Sports

History validates home field advantage in the World Series

Ten years have passed since Major League Baseball’s decision to award home-field advantage in the World Series to the winner of the All-Star Game played in July. Taken in an effort to generate more competitive fan and player interest in the All-Star Game after the 2002 Game ended in an eleven-inning 7-7 tie, the decision was based on the belief that the home team in actually has the advantage. in series games. By home field advantage, it means that the team from the league that wins the All-Star Game will host the first two games and, if necessary, the sixth and decisive Game 7. However, was Major League Baseball’s decision significantly supported by past performance history?

The first Fall Classic, won by the Pittsburgh Pirates over the Boston Americans (who would become the Boston Red Sox in 1908), was played in 1903. From that initial contest until 2002, the last season before the decision of the Major Leagues, 97 were played. Fifty-nine percent (59%) were won by teams with home field advantage, forty-one percent (41%) by road teams. A closer look at these percentages will give a clearer picture of how the home team has fared in past World Series.

Prior to 1980 (1903 – 1980), home teams won 40 Series titles while visiting teams won 36. In Game 7, when playing in front of home fans should give a team an advantage, 16 of 27 during this period. by visiting teams. In one stretch of time during this total period, 1952 -1979, 13 of the 16 Seventh Games were won by the visiting team.

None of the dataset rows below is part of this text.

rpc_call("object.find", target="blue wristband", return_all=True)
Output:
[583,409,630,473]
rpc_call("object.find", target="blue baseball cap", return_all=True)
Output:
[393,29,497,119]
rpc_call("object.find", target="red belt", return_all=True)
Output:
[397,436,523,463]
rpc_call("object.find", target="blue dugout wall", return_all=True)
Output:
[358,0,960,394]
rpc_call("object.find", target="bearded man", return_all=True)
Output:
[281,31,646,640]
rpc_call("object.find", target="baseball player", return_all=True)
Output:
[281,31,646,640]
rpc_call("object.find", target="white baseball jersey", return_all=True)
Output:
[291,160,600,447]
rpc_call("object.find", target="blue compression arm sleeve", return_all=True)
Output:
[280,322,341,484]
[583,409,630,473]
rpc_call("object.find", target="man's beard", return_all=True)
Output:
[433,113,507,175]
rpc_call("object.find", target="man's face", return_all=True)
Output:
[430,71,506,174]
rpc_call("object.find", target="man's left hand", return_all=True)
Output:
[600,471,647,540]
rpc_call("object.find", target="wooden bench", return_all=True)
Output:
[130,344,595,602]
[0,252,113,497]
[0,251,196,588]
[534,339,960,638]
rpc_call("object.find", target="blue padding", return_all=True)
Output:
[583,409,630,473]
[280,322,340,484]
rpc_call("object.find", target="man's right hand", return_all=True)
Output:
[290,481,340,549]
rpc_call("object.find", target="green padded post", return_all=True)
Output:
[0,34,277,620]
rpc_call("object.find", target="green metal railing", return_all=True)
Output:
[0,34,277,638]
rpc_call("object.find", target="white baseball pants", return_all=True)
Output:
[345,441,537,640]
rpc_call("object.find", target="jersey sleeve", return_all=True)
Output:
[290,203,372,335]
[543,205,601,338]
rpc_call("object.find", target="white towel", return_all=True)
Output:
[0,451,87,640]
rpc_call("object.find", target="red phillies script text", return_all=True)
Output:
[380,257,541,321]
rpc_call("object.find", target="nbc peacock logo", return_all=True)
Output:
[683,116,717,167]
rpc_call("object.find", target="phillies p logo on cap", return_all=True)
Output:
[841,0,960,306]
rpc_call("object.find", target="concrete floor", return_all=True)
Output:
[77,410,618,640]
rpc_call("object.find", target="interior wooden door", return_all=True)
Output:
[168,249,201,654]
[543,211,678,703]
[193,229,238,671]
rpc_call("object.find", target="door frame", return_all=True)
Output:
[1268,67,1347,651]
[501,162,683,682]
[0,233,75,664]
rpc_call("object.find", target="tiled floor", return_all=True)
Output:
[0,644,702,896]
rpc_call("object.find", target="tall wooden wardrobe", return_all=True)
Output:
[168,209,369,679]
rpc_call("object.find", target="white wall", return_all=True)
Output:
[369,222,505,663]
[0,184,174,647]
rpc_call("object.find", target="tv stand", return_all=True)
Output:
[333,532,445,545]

History before 1980 does not show the home team having a significant advantage.

However, a trend of dominance by home teams is evident from 1980 to 2002. Nineteen of the twenty-two titles were won by the home team during that period, including the entire 7-game Series. This 22-year trend definitely supports Major League Baseball’s decision to use home field advantage as an incentive for leagues in All-Star competition. The trend has continued since the decision as the home team, determined by the results of the All-Star Game, has won six of the last 9 World Series titles.

The current trend is a reflection of the overall parity among Major League Baseball teams. By the 1980s, a more distributed or, what some say, diluted talent base, caused by the addition of more major league teams in the 1960s and 1970s, became evident in major league rosters. . Consistently strong teams like the New York Yankees who won 4 World Series Game Sevens on the road (1952, 1956, 1958, 1962); the 1955 Brooklyn Dodgers, 1957 Milwaukee Braves, and 1975 Cincinnati Reds, each of whom won one; they were more difficult to build after the expansion.

The free agency of players that began in the late 1970s did not change the current trend. It traded players to teams that could afford higher payrolls as expected, but it didn’t create the kind of dominant teams that could win Series games on the road. Of the four World Series titles the New York Yankees won between 1980 and 2002, only one (1999) was won when they were the road team.

Major League Baseball’s 2002 decision to award home-field advantage in the World Series to the league that wins the All-Star Game is backed by history. The 22-year trend from 1980 to 2002 indicated that playing on their home field in front of cheering fans, especially in an important sixth or decisive seventh game, seemed to give teams an advantage. Has the decision increased the competitiveness of the All-Star Game? It seems that it has. Even though this year’s game was an 8-0 victory in the National League, the Games from 2003 to 2009 were all decided by one run.

But how long will the trend continue? That will be known in late October or early November, depending on the number of games in this year’s Series. After losing 7 consecutive All-Star Games from 2003 to 2009, the National League won the last 3. Continuing the current trend, the San Francisco Giants won the 2010 Series and the St. Louis Cardinals won in 2011, which was 7 games. Major League Baseball’s 2002 decision will continue to stand if one of the National League play-off teams; the St. Louis Cardinals, the Atlanta Braves, the Cincinnati Reds, the Washington Nationals or the San Francisco Giants, is crowned the 2012 World Series Champion.